Lessons learned and magic numbers.

One of the things you do when you start developing software, especially in a new or cutting-edge area, is believe you know what's best for your users and try to hide any complexities from them. That's one of the reasons we pushed RPC as the best way in which to develop distributed applications in the 1980's. Well back when we started developing Arjuna we took hiding complexity to heart, since simplifying the development of transactional applications was core to all of our PhDs. And I think we did a very good job with the initial releases.

However, once we gave the system to people (the source was made freely available by FTP in 1991, but various industry sponsors were using it before then) the feedback we got was very interesting: users will always do things you didn't expect and demand flexibility in what you produce.

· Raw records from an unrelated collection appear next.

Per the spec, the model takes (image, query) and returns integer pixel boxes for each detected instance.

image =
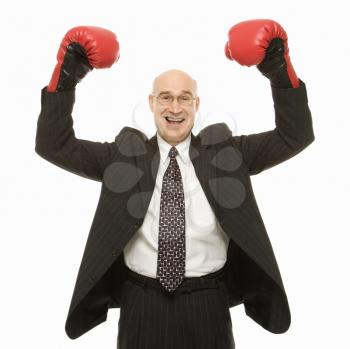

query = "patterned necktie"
[156,147,186,292]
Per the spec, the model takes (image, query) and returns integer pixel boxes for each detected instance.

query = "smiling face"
[148,69,199,146]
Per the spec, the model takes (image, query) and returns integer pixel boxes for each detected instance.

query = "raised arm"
[225,19,315,175]
[35,27,119,181]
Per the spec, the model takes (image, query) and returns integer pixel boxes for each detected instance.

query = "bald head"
[152,69,197,97]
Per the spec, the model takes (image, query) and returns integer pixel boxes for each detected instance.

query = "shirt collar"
[157,132,191,165]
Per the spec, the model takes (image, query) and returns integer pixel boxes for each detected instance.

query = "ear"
[196,96,201,111]
[148,94,154,113]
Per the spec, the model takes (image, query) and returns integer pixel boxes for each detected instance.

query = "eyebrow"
[158,90,193,96]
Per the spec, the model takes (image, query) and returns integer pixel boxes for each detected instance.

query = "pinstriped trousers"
[117,267,235,349]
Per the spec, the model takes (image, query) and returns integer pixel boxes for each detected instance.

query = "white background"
[0,0,350,349]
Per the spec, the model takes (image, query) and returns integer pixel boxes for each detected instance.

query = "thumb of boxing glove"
[225,19,299,88]
[47,26,120,92]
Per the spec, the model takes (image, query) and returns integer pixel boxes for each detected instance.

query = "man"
[35,20,314,349]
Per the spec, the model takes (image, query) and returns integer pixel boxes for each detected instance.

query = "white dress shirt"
[124,132,229,278]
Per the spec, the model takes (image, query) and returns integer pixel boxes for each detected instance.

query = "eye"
[160,95,171,101]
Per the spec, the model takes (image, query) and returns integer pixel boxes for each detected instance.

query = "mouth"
[164,116,185,125]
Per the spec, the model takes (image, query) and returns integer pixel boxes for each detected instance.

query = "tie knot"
[169,147,178,159]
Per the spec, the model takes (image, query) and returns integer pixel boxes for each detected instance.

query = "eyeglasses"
[153,93,196,107]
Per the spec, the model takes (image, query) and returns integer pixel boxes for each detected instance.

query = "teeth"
[165,116,185,122]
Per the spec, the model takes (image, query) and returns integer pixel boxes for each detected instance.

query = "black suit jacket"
[35,81,314,339]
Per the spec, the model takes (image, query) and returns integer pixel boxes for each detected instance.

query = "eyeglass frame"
[151,92,197,107]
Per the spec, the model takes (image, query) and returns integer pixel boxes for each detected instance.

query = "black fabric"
[35,81,314,339]
[156,146,186,292]
[117,268,235,349]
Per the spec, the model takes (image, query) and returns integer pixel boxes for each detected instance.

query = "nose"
[169,98,182,113]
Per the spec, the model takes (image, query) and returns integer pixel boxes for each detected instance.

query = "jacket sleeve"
[35,87,117,182]
[231,80,315,175]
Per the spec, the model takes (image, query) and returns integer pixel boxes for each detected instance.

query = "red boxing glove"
[47,26,120,92]
[225,19,299,88]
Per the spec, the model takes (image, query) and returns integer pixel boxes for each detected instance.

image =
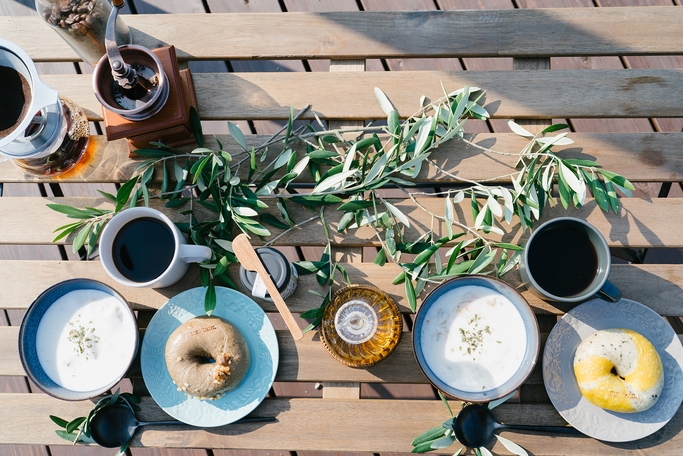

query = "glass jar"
[320,285,403,368]
[240,247,299,302]
[35,0,132,66]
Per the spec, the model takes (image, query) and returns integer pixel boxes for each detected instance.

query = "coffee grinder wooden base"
[102,46,197,155]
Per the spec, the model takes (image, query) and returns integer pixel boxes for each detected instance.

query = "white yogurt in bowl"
[19,279,138,400]
[36,290,137,391]
[413,276,539,402]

In Arjuna this didn't impact the interfaces users saw but many of the internal development parameters that we had used, thinking that they would never need to be configurable (statically or dynamically). For example, when making a remote invocation on an object failures can occur (the network could partition, the machine hosting the object could crash, etc.) In the absence of a perfect failure detector you use failure suspicion and timeouts. Basically if a response does not come back from the object in time T then you assume the object has failed and act accordingly. But if you get the timeout value wrong then you can make the wrong decision with associated consequences. The timeout value really needs to take into account how long work might take to execute, how overloaded a machine may be, network congestion etc. So one value is rarely right for every application. But we didn't take that into account initially and hard-coded a magic number into the system.

There were other examples of magic numbers, including: the number of RPC retransmissions to use before assuming that a request (or response) cannot get through to the endpoint (why should 5 be any better than 2 or worse than 10?); the number of clustered name server instances; the object store location; the orphan detection period; the lock-conflict detection timeout etc. These were all things we believed had the best (sensible) values, but with hindsight it was clear that it was all based on limited deployment knowledge.

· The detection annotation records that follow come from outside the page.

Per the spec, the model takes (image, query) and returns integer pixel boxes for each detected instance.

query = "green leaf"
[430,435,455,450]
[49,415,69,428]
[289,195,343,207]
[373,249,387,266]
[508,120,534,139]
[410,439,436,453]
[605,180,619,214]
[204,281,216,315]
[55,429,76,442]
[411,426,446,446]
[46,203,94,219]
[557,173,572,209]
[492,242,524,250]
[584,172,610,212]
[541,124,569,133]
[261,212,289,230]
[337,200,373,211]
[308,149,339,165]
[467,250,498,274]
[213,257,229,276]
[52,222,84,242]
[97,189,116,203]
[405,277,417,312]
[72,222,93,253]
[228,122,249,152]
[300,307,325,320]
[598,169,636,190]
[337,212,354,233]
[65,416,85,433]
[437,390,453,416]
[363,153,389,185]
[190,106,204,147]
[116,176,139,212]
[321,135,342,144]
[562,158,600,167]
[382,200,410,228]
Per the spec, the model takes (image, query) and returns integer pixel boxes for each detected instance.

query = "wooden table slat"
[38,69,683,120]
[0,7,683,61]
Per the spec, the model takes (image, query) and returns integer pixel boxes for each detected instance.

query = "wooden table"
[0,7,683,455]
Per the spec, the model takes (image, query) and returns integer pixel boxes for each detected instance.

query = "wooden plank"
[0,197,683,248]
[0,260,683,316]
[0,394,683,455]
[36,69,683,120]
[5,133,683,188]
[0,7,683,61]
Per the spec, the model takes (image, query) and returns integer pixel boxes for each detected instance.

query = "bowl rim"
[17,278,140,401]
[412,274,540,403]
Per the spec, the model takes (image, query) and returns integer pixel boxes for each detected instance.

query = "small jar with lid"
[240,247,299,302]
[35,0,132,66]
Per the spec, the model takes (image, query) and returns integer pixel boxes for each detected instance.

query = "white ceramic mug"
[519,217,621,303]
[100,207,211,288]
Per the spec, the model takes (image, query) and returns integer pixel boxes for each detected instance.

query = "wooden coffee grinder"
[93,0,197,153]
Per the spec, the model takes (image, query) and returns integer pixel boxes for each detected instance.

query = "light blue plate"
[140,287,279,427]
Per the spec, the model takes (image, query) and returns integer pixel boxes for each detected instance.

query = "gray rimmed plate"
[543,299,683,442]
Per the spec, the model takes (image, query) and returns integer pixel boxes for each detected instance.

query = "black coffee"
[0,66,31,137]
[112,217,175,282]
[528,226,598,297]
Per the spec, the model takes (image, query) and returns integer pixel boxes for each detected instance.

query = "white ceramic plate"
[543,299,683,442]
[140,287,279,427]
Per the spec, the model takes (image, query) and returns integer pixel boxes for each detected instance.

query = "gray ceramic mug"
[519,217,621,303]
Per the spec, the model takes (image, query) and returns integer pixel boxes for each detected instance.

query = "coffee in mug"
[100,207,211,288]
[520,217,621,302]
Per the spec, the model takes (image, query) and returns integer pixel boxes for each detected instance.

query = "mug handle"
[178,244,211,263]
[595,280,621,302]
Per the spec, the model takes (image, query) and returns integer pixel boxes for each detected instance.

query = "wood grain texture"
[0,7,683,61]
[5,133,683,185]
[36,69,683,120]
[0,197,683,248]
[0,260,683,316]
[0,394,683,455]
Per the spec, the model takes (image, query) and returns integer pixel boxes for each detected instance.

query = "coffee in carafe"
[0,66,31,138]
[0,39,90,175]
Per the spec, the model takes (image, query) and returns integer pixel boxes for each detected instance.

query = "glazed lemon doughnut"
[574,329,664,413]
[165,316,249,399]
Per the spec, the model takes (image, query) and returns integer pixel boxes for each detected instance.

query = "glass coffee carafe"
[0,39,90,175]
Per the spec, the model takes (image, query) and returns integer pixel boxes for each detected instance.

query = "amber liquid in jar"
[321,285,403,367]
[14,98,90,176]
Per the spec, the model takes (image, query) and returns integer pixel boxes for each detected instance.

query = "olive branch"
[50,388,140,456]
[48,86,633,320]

What this all lead to quite quickly was a methodology of expect the unexpected and develop accordingly as far as your users are concerned. We made the system extremely flexible and configurable, where many of the old magic numbers could be overridden either as the system ran or during deployment, with sensible defaults (trying to hit Pareto's 80/20 principle). Those magic numbers we didn't make configurable were clearly documented (both so we could remember as much as users could determine why something was behaving the way it was).

From the feedback we received over the past 20 years I think we managed to come close to the right set of compromises. It's true that most users are happy with the default values we set (which were/are revised based on feedback). But those smaller users who really do need the ability to change things now (or since 20 years ago) have the ability to modify them without rebuilding the system. This has been important in the systems adoption and it's a lesson that we continue to apply. So if you're developing software, beware of using too many magic numbers and if you don't make them configurable you need to understand (and believe) why that's the case and, importantly, document them just in case!